In this lecture, we will (1) examine various definitions of intelligence, (2) explore how Othello can serve as a practical testbed for these definitions, and (3) discuss broader implications for AGI.
Why Study Intelligence Through Games?
Games provide a structured yet complex environment to study intelligence in a controlled manner. They offer:
Bounded complexity: Clear rules with well-defined goals
Progressive mastery: A path from novice to expert understanding
Strategic depth: Multiple layers of abstraction and planning
Measurable performance: Concrete metrics for improvement
Othello, in particular, offers a sweet spot of simplicity and depth. Its rules can be learned in minutes, but strategic mastery requires extensive experience—making it an ideal microcosm for studying how intelligence develops from basic rules to advanced abstract reasoning.

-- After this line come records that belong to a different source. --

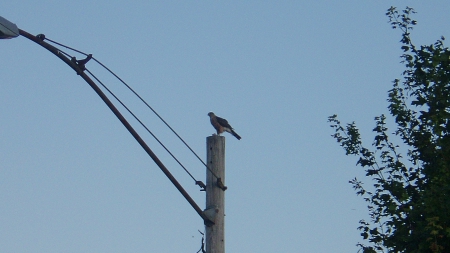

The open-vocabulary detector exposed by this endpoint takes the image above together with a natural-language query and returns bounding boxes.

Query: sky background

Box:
[0,0,450,253]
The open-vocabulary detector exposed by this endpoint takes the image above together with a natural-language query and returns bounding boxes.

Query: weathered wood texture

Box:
[205,135,225,253]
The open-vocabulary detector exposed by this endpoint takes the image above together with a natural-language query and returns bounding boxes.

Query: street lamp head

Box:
[0,16,19,39]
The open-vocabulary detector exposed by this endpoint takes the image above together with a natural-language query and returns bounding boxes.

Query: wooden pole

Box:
[205,135,226,253]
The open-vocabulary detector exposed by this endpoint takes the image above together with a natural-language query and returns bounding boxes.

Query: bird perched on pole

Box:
[208,112,241,140]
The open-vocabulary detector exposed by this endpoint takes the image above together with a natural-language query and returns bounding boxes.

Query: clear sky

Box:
[0,0,450,253]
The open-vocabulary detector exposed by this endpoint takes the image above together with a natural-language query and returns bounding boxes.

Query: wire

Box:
[86,69,197,182]
[45,37,219,179]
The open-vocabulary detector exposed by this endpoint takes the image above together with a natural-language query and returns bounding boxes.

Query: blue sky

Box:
[0,0,450,253]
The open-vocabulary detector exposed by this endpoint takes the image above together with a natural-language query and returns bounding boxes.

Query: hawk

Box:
[208,112,241,140]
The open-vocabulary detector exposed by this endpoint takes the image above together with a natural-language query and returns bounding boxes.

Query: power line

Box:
[86,69,198,182]
[44,37,219,182]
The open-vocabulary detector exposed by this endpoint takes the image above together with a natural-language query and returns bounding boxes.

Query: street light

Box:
[0,16,19,39]
[0,16,214,226]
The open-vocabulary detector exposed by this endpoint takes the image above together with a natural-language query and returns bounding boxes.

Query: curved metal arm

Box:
[19,29,214,226]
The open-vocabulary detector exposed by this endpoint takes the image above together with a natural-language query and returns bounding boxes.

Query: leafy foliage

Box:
[328,7,450,253]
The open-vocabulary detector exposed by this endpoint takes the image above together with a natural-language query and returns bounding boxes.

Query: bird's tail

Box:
[231,129,241,140]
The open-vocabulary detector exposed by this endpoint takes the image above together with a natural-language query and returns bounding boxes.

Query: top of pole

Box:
[0,16,19,39]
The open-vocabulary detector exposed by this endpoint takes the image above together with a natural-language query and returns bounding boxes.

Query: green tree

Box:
[328,7,450,253]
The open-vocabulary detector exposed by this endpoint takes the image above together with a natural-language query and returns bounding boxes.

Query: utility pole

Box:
[204,135,227,253]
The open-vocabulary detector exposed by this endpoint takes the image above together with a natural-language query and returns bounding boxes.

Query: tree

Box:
[328,7,450,253]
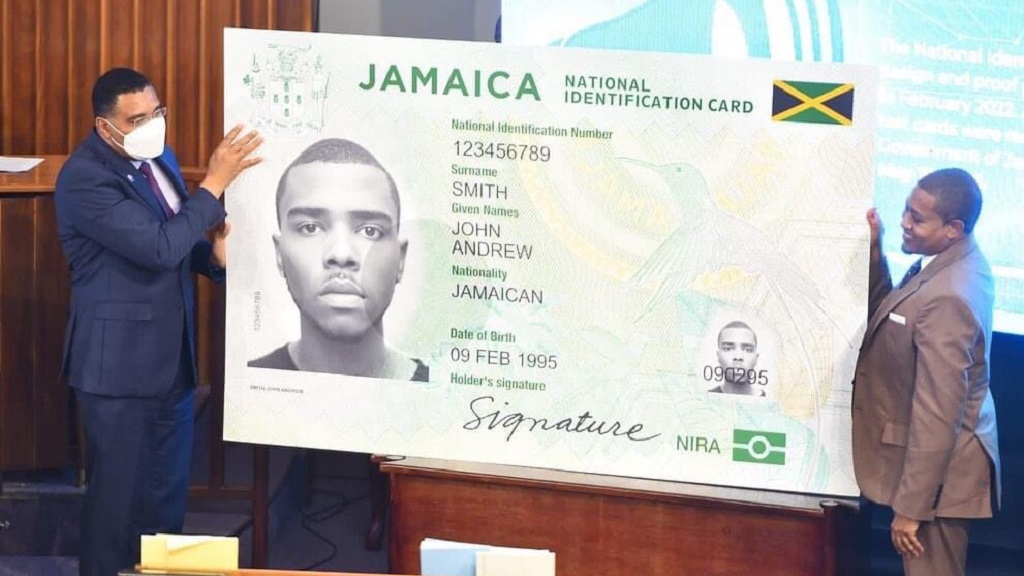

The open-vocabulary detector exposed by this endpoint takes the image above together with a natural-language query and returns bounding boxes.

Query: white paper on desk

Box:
[0,156,43,172]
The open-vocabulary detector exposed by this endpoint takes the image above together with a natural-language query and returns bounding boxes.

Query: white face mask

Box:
[103,118,167,160]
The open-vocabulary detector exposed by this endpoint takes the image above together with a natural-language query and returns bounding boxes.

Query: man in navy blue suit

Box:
[55,68,262,576]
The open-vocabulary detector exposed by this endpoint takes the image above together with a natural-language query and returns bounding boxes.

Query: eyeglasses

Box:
[128,106,167,130]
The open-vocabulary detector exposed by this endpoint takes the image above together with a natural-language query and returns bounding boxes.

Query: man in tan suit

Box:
[853,168,999,576]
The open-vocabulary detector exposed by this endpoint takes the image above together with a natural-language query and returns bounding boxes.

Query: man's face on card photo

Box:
[273,162,407,340]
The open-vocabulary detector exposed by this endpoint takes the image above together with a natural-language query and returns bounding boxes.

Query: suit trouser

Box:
[903,518,971,576]
[75,348,195,576]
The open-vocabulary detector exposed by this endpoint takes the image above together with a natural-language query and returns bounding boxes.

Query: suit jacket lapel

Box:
[89,129,173,221]
[864,236,977,342]
[154,156,188,203]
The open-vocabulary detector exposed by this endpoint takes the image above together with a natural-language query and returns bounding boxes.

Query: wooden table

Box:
[381,458,866,576]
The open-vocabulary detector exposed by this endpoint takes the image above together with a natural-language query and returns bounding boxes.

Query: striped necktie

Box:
[897,258,921,288]
[138,162,174,218]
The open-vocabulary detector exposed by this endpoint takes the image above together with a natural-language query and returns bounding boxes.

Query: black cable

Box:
[299,477,370,571]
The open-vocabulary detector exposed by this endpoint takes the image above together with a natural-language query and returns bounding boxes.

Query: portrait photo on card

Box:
[247,137,429,381]
[699,318,770,398]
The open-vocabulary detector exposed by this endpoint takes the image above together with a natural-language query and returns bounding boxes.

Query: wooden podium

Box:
[381,458,867,576]
[0,156,71,471]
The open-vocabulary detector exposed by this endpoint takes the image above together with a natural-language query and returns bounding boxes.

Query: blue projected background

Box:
[502,0,1024,334]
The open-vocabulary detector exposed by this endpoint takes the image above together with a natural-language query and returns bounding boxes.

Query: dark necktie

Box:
[897,258,921,288]
[138,162,174,218]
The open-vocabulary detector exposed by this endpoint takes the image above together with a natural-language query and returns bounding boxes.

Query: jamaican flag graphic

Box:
[771,80,853,126]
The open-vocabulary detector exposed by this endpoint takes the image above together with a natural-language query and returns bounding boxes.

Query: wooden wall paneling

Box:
[276,0,316,31]
[141,0,173,113]
[107,0,141,70]
[239,0,270,30]
[0,198,36,467]
[163,0,198,166]
[6,0,41,154]
[35,0,72,154]
[30,195,71,468]
[69,0,103,154]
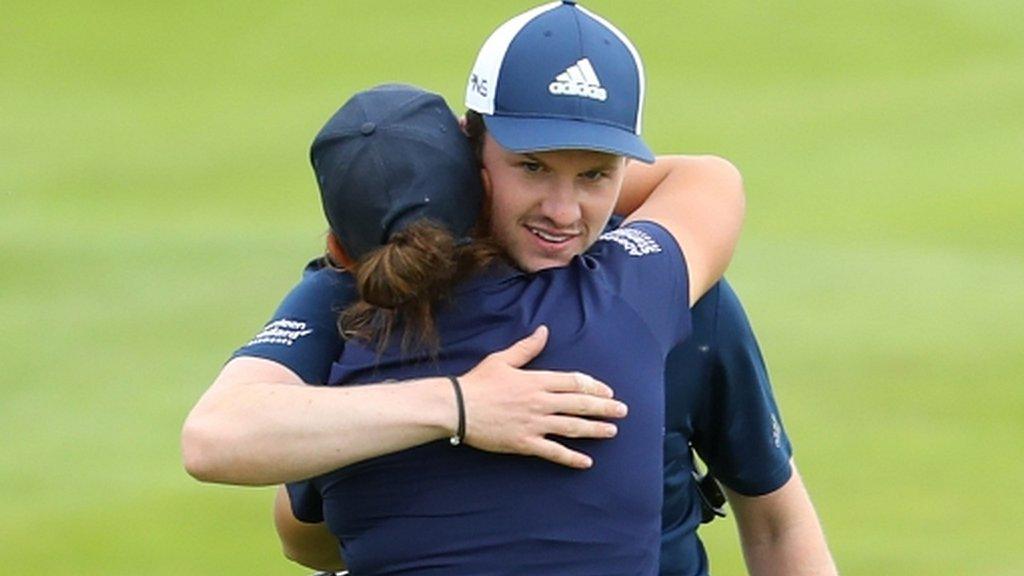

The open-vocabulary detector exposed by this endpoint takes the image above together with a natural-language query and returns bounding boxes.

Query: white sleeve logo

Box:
[246,319,313,346]
[598,228,662,256]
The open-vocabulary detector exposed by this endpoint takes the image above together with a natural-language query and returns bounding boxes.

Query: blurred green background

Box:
[0,0,1024,576]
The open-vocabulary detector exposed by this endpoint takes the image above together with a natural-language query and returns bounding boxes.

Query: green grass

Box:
[0,0,1024,576]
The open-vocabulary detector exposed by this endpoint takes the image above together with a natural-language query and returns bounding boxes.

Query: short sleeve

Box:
[231,259,356,383]
[285,480,324,524]
[582,221,690,355]
[692,281,793,496]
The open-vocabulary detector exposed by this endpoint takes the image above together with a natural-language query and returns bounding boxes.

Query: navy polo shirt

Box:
[234,226,791,576]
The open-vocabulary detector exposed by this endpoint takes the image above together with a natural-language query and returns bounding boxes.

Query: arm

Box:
[181,328,626,485]
[615,156,745,303]
[273,487,346,572]
[725,461,838,576]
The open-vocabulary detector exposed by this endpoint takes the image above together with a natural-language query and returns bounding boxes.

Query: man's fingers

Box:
[544,416,618,439]
[532,439,594,469]
[490,325,548,368]
[546,394,629,418]
[545,372,614,398]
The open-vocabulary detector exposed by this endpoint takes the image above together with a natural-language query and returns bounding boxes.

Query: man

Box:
[186,3,830,574]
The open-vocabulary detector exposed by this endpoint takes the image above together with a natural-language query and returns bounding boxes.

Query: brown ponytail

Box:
[329,220,499,354]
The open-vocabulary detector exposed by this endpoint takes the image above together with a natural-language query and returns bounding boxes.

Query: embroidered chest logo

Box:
[246,318,313,346]
[598,228,662,256]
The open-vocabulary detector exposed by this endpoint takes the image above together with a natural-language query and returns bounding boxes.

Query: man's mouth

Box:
[526,227,580,244]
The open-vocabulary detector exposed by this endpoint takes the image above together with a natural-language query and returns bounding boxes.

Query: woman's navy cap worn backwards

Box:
[466,0,654,162]
[309,84,483,259]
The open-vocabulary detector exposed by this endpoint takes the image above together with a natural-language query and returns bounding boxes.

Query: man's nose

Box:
[541,180,582,228]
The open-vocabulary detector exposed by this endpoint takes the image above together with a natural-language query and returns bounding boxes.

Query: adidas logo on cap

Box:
[548,58,608,102]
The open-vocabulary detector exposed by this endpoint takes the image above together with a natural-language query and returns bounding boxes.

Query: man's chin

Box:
[516,252,572,274]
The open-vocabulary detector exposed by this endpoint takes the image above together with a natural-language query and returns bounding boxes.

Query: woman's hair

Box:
[464,110,487,162]
[328,220,501,355]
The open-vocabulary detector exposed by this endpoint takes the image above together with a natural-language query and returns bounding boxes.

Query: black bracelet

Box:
[449,376,466,446]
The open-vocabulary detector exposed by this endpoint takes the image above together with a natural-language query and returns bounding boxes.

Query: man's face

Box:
[482,134,626,272]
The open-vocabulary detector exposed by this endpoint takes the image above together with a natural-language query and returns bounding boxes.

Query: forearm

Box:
[181,359,457,485]
[740,504,837,576]
[726,463,837,576]
[273,487,346,571]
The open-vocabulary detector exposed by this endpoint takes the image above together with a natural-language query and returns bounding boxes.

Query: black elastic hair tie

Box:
[449,376,466,446]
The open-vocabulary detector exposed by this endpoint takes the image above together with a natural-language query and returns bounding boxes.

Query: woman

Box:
[280,69,741,574]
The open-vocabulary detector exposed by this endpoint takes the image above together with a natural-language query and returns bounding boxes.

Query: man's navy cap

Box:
[466,0,654,162]
[309,84,483,259]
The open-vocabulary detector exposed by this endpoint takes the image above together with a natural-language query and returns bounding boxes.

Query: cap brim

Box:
[483,115,654,164]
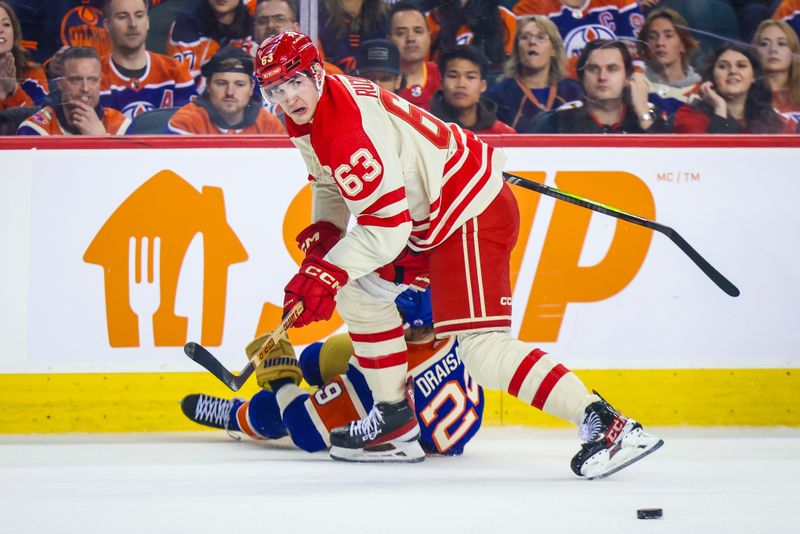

Understanding Intelligence
Intelligence remains one of the most fascinating yet elusive concepts in AI research. To frame our discussion on game intelligence and its relation to AGI, we’ll first examine several influential perspectives on intelligence:
Chollet’s Intelligence Metric (Chollet, 2019): Defines intelligence as “the rate at which a learner turns its experience and prior knowledge into new skills at valuable tasks that involve uncertainty and adaptation.” Chollet emphasizes skill-acquisition efficiency and generalization capability rather than task-specific performance.
Yann LeCun’s Autonomous Machine Intelligence (LeCun, 2022): Focuses on building systems with world models capable of planning, reasoning, and goal-directed behavior - elements critical for strategic games like Othello.
Brandon Lake’s Human-Like Learning (Lake et al., 2017): Argues that human-like learning should be rapid, adaptable, and built on causal models of the world—characteristics we might want in game-playing systems that truly understand their domain.
These perspectives offer complementary views on what constitutes “intelligence” - from adaptation efficiency to world modeling to human-like reasoning - all relevant to our exploration of game-playing intelligence.
Intelligence-Aligned Models
Several existing AI systems demonstrate aspects of intelligence that align with our definitions above:
AlphaZero (DeepMind) (Silver et al., 2017): Mastered chess, shogi, and Go through self-play reinforcement learning combined with Monte Carlo Tree Search, showcasing how an AI system can discover strategic concepts through experience without human knowledge.
Gato (DeepMind) (Reed et al., 2022): A generalist agent capable of performing hundreds of tasks across different modalities, demonstrating how a single model can generalize across diverse domains and tasks.
Meta’s Cicero (Meta AI, 2022): Achieved human-level performance in Diplomacy, a game requiring strategic reasoning, negotiation, and understanding of other players’ intentions.
Gemini 1.5 series (Google, 2024): Multimodal general-purpose models demonstrating strong reasoning and abstraction capabilities across diverse tasks.
These systems represent different approaches to intelligence - from specialized game expertise to multi-task generalization to sophisticated reasoning capabilities.
Othello as a Testbed for Intelligence
Othello (also known as Reversi) serves as an excellent testbed for exploring aspects of intelligence for several reasons:
Clear rules but complex strategy: While the rules can be learned in minutes, mastering strategic play requires significant experience and insight.
Bounded complexity: The 8x8 board provides enough complexity to be challenging while remaining computationally tractable.
Strategic depth: From opening theory to endgame calculation, Othello involves multiple layers of strategic thinking.
Understanding Othello
For those unfamiliar with the game, Othello is played on an 8x8 board. Players alternate placing their colored discs, with the objective of having the majority of discs in their color at the end of the game. A player captures opponent’s discs by “sandwiching” them between their own discs in horizontal, vertical, or diagonal lines.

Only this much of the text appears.